Borough President James Oddo is encouraging educators and families to facilitate learning about the election with the non-partisan resources curated by iCivics. Using iCivics, educators and families can help students learn about the electoral process, understand the power of their vote, find ways to participate beyond the ballot — and ultimately, engage them in our country’s democratic process, now and in the future.
“iCivics is a wonderful way to teach kids about our electoral process,” said BP Oddo. “And parents and teachers can relax — these lessons and games are completely and refreshingly free of any partisanship whatsoever. It teaches children to make up their own minds.”
iCivics, the nation’s premier non-profit civic education provider, is best known for their 20 engaging digital experiential games, along with hundreds of practical, dynamic, and standards-aligned civics lessons for K-12 classrooms. The games are ideal for classrooms, remote learning, and at-home schooling.
iCivics’ most popular election-focused games, Cast Your Vote and Win the White House, have been significantly upgraded ahead of the 2020 election to better reflect the public policy issues and challenges our country faces in the current moment, as well as the unique stories of a broad range of everyday people. They also offer an English-language learner version to support non-native English-speaking students. New features include an in-game glossary, image-supported concept assistance, Spanish-language mode, and voice-over for critical game content.

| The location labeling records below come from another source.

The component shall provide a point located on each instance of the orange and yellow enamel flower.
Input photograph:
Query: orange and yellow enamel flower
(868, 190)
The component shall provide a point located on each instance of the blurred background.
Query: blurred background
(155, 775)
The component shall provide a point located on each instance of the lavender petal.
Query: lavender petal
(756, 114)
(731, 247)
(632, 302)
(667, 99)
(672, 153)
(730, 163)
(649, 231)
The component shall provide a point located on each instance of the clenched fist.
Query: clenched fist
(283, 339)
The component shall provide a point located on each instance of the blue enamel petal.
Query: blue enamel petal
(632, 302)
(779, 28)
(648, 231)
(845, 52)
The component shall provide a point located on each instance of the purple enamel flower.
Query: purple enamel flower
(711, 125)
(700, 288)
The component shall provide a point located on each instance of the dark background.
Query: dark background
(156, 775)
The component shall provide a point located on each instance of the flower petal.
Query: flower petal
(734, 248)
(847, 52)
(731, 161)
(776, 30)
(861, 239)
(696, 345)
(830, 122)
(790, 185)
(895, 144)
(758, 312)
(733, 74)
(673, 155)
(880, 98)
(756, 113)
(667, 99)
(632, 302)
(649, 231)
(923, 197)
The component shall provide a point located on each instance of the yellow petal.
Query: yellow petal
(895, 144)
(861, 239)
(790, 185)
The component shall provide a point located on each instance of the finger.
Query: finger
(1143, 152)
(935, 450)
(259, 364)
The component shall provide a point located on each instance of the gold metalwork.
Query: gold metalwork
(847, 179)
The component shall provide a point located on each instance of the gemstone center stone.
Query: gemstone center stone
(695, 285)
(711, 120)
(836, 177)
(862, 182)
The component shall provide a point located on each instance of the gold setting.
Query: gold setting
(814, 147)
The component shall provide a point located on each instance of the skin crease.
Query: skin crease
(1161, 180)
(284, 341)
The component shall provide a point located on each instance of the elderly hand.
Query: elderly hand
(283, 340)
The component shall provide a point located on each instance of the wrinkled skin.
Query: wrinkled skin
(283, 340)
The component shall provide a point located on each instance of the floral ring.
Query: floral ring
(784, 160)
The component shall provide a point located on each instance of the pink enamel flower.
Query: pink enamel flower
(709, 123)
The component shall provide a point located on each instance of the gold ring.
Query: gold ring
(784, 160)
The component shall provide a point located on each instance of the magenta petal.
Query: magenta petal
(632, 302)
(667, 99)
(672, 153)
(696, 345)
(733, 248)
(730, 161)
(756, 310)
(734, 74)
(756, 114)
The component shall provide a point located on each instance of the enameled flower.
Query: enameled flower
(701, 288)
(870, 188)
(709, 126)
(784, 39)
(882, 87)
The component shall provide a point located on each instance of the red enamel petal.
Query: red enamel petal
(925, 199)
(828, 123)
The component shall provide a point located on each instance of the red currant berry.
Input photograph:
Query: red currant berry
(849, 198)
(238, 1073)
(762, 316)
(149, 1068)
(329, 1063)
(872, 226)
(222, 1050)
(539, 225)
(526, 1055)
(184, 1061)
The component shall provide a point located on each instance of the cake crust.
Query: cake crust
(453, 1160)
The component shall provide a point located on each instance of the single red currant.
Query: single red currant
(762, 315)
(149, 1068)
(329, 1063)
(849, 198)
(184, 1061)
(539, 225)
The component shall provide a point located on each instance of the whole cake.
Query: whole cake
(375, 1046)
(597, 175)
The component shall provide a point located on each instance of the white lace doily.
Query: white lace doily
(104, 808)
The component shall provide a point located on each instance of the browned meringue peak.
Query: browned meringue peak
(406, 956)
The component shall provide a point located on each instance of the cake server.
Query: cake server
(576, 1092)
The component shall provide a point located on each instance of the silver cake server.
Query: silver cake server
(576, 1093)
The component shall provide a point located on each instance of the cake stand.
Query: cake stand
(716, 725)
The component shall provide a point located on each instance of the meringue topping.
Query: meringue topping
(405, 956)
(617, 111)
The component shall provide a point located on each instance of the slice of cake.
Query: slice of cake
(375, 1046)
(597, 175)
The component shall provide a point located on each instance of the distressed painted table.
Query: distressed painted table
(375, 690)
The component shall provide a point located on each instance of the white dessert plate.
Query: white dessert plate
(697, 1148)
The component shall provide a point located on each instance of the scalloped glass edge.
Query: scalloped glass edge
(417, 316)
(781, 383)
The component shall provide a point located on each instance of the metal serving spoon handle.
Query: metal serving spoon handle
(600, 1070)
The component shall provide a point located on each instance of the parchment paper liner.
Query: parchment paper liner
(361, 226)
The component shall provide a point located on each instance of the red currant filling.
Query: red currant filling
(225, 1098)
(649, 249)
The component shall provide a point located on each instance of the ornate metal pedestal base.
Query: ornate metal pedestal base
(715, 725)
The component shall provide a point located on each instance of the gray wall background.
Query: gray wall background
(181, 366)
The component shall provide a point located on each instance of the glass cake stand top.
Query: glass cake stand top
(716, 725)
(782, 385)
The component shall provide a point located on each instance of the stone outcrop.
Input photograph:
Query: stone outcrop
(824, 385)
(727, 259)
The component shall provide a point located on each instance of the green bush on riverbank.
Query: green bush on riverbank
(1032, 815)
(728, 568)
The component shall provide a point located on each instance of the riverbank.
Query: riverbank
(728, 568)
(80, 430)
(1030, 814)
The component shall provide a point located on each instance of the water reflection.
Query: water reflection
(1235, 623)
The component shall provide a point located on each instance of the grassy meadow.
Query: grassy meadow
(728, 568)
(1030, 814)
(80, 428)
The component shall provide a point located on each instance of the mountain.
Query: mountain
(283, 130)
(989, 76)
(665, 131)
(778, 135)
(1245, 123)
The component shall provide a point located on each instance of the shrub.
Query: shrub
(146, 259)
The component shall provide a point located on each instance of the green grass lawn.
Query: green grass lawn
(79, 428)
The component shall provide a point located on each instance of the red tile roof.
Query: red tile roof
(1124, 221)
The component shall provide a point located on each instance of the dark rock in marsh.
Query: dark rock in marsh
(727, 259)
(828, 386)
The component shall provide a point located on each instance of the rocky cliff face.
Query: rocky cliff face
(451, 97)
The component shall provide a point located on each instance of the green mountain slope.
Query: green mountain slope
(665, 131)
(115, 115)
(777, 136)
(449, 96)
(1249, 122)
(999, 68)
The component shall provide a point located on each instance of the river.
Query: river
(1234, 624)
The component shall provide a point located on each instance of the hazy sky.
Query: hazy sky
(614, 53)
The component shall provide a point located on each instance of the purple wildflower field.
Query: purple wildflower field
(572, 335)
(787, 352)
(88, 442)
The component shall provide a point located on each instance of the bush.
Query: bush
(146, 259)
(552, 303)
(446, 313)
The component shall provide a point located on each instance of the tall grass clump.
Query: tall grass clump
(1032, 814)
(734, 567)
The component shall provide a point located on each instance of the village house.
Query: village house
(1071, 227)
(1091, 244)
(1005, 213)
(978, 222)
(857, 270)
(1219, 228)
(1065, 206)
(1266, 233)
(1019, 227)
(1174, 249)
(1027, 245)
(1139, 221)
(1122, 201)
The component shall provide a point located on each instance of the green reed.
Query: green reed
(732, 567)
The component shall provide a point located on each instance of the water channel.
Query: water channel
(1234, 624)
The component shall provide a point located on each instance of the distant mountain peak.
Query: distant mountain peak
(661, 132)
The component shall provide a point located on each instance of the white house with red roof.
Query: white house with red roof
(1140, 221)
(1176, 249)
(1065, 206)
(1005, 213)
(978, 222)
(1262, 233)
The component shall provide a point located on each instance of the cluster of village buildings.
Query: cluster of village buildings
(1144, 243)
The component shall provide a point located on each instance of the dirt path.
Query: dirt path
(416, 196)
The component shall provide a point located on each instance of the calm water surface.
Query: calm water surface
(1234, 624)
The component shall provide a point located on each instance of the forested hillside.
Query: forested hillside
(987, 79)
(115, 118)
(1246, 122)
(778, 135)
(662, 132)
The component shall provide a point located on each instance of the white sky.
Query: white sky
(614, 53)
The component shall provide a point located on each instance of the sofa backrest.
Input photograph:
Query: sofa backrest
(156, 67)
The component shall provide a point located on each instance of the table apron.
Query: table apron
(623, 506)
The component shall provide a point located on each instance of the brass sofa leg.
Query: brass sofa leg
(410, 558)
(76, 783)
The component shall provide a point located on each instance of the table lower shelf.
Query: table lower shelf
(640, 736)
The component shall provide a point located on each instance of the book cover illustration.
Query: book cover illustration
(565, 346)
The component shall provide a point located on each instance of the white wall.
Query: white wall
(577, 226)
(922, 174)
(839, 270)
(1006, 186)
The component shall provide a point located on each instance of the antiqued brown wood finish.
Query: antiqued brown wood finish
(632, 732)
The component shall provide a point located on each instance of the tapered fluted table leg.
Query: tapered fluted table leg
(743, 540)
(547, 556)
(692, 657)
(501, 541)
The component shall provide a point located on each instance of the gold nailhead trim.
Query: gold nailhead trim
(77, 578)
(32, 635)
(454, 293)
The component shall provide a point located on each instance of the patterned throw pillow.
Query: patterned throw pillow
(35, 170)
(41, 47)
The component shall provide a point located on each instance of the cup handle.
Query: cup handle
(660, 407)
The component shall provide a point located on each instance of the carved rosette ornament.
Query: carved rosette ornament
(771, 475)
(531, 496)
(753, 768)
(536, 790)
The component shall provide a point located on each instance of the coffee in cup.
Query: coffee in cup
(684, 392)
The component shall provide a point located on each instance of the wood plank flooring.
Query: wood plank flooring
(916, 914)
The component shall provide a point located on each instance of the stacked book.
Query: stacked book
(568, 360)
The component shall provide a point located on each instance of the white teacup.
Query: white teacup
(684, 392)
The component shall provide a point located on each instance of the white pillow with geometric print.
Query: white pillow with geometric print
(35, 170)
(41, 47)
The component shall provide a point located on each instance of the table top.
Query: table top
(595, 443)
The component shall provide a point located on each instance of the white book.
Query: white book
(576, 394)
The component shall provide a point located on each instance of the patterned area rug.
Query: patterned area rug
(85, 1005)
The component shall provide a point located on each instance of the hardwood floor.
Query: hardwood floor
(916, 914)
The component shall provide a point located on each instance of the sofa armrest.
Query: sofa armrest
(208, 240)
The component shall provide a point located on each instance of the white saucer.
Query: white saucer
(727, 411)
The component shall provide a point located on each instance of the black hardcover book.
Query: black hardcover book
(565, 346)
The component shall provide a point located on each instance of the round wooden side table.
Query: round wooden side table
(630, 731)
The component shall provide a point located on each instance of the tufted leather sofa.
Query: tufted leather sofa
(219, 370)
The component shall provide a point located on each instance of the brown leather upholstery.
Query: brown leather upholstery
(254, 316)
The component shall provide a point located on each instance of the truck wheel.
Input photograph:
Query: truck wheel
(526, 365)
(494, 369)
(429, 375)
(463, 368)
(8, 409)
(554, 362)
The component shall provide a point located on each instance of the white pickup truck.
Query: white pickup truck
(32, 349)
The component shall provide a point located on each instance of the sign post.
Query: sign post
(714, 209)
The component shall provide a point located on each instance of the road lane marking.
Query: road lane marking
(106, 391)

To support learning around the 2020 Election, iCivics has curated all of their election teaching resources at Election Headquarters, where educators and families will find:
- iCivics games, Win the White House, Cast Your Vote, Executive Command, and NewsfeedDefenders
- A Family Guide for playing Win the White House at home
- Print-and-go lessons that include simulations, vocabulary development, graphic organizers, and active participation opportunities
- Timely infographics that provide overviews of key concepts, such as gerrymandering and the peaceful transfer of power
- WebQuests to help students connect civics concepts to the real world
iCivics’ resources and games are best suited for students in grades 5 through 12 and are completely free with the creation of an educator or parent account.
“These lessons and games, like Win the White House and Cast Your Vote, are as timely as you can get,” said BP Oddo. “As far as I’m concerned, the lessons taught in iCivics should be required in schools and encouraged in homes everywhere. It teaches kids what America is all about.”